Intermediasi Lebih Baik, Pertumbuhan Kredit di Papua Tercatat 9,87 Persen

Naek Tigor Sinaga Bos BI Papua
Kepala KPw - BI Provinsi Papua Naek Tigor Sinaga

Koreri.com, Jayapura – Seiring masih berlangsungnya pandemi Covid-19 dan adanya pembatasan aktivitas masyarakat, menyebabkan  fungsi intermediasi masih tertahan dengan pertumbuhan dana pihak ketiga nasional.

Fakta ini terungkap di momen Bincang-bincang Media Kantor Perwakilan Bank Indonesia Papua, Jumat (31/7/2021).

Kepala KPw – BI Provinsi Papua Naek Tigor Sinaga hadir dalam giat bertemakan “Peningkatan Fumgsi Intermediasi Perbankan dan Kredit Mikro Dalam Mendorong Pemulihan Ekonomi” yang berlangsung secara virtual bersama sejumlah jurnalis setempat.
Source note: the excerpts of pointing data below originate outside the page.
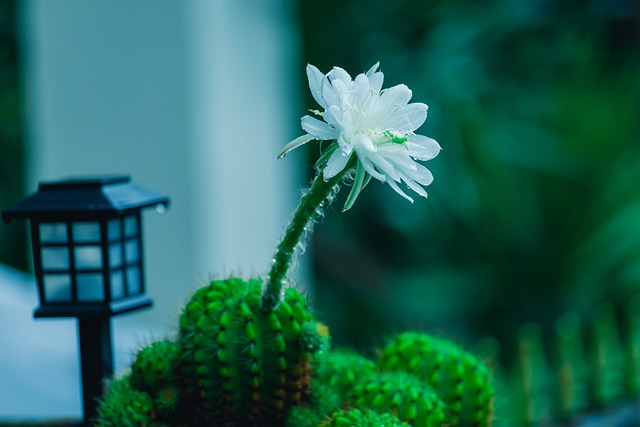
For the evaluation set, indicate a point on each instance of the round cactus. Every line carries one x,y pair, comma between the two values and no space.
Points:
461,380
124,406
156,366
402,394
240,363
362,418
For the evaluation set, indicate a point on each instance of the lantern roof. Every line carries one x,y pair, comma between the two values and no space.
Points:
95,195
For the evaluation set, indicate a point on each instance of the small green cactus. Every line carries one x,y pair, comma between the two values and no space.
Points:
402,394
156,366
363,418
124,406
324,401
341,368
461,380
156,370
242,364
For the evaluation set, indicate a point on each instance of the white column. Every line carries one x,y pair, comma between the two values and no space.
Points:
193,99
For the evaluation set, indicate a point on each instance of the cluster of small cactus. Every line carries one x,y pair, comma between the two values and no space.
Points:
232,363
417,380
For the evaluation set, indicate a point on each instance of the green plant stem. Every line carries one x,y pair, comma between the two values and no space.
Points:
308,209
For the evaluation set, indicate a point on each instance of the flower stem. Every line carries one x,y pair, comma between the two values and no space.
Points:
310,205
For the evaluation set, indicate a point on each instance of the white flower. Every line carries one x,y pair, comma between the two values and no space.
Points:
372,128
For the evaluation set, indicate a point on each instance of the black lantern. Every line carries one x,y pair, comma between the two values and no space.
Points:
86,237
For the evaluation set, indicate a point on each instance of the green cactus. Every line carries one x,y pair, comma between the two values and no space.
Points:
242,364
324,401
461,380
362,418
341,368
155,370
155,366
124,406
402,394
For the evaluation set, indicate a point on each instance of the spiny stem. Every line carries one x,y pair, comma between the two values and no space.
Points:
309,207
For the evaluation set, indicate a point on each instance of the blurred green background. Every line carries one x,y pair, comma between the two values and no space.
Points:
535,207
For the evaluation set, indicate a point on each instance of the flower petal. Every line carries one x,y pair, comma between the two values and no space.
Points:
336,163
340,74
301,140
371,170
315,78
422,147
362,142
398,190
319,129
373,69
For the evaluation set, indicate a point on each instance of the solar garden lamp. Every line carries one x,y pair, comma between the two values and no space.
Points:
86,236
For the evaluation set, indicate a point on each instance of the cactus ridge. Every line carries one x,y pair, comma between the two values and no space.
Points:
402,394
461,380
362,418
242,364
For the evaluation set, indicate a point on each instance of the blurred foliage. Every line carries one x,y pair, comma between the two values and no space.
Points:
535,207
13,239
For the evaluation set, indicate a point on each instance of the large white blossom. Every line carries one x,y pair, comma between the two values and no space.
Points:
371,127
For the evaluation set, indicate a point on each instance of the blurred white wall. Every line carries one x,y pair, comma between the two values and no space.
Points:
193,99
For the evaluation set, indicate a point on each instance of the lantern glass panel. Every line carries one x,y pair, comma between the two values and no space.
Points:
114,229
130,226
88,257
55,258
117,285
53,232
88,232
90,287
115,255
133,281
57,287
132,251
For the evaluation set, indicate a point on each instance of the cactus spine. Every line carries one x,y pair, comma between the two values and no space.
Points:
462,381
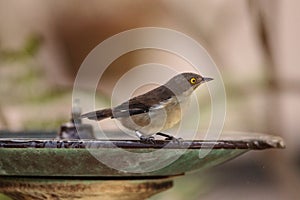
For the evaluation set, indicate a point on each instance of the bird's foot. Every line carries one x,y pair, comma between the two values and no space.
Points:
171,138
145,139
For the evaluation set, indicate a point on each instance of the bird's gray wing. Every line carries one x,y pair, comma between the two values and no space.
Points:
143,103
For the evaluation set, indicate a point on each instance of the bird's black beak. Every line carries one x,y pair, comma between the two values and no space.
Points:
206,79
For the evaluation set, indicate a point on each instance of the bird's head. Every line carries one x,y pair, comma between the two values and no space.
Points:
186,82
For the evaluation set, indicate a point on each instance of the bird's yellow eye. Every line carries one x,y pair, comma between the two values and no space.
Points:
193,80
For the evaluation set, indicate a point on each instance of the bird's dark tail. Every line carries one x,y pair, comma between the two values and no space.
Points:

Pada triwulan II 2021, tercatat sebesar 11,28 persen (yoy) sedangkan pertumbuhan kredit masih bersifat terbatas atau hanya tumbuh 0,59 persen (yoy).

Namun kondisi sedikit berbeda dialami oleh Provinsi Papua dengan fungsi intermediasi yang lebih baik yaitu pertumbuhan kredit tercatat sebesar 9,87 persen (yoy) dan pertumbuhan dana pihak ketiga sebesar 6,83 persen (yoy).

BBM BI Papua 2Namun demikian pertumbuhan UMKM d Provinsi Papua masih terbatas yaitu 2,85 persen (yoy).

Sebelumnya, dalam menjaga stabilitas dan memperkuat pemulihan ekonomi nasional, Rapat Dewan Gubernur Bank Indonesia pada 21-22 Juli 2021 telah menetapkan suku bunga acuan BI 7DRR tetap berada pada tingkat 3,5 persen (telah diturunkan sebanyak 100 bps dalam 1 tahun terakhir) dan terus menjalankan beberapa bauran kebijakan.

Salah satunya, mendorong intermediasi perbankan melalui penguatan kebijakan transparansi suku bunga dasar kredit (SBDK) dengan penekanan pada perkembangan premi risiko dan dampaknya pada penetapan suku bunga kredit baru di berbagai segmen kredit.

Sebagai respon atas penetapan suku bunga acuan tersebut, Perbankan nasional ikut pula menurunkan suku bunga Dana Pihak Ketiga (DPK) serta suku bunga Dasar Kredit (SBDK) sebagai upaya mendorong permintaan kredit dan pemulihan ekonomi.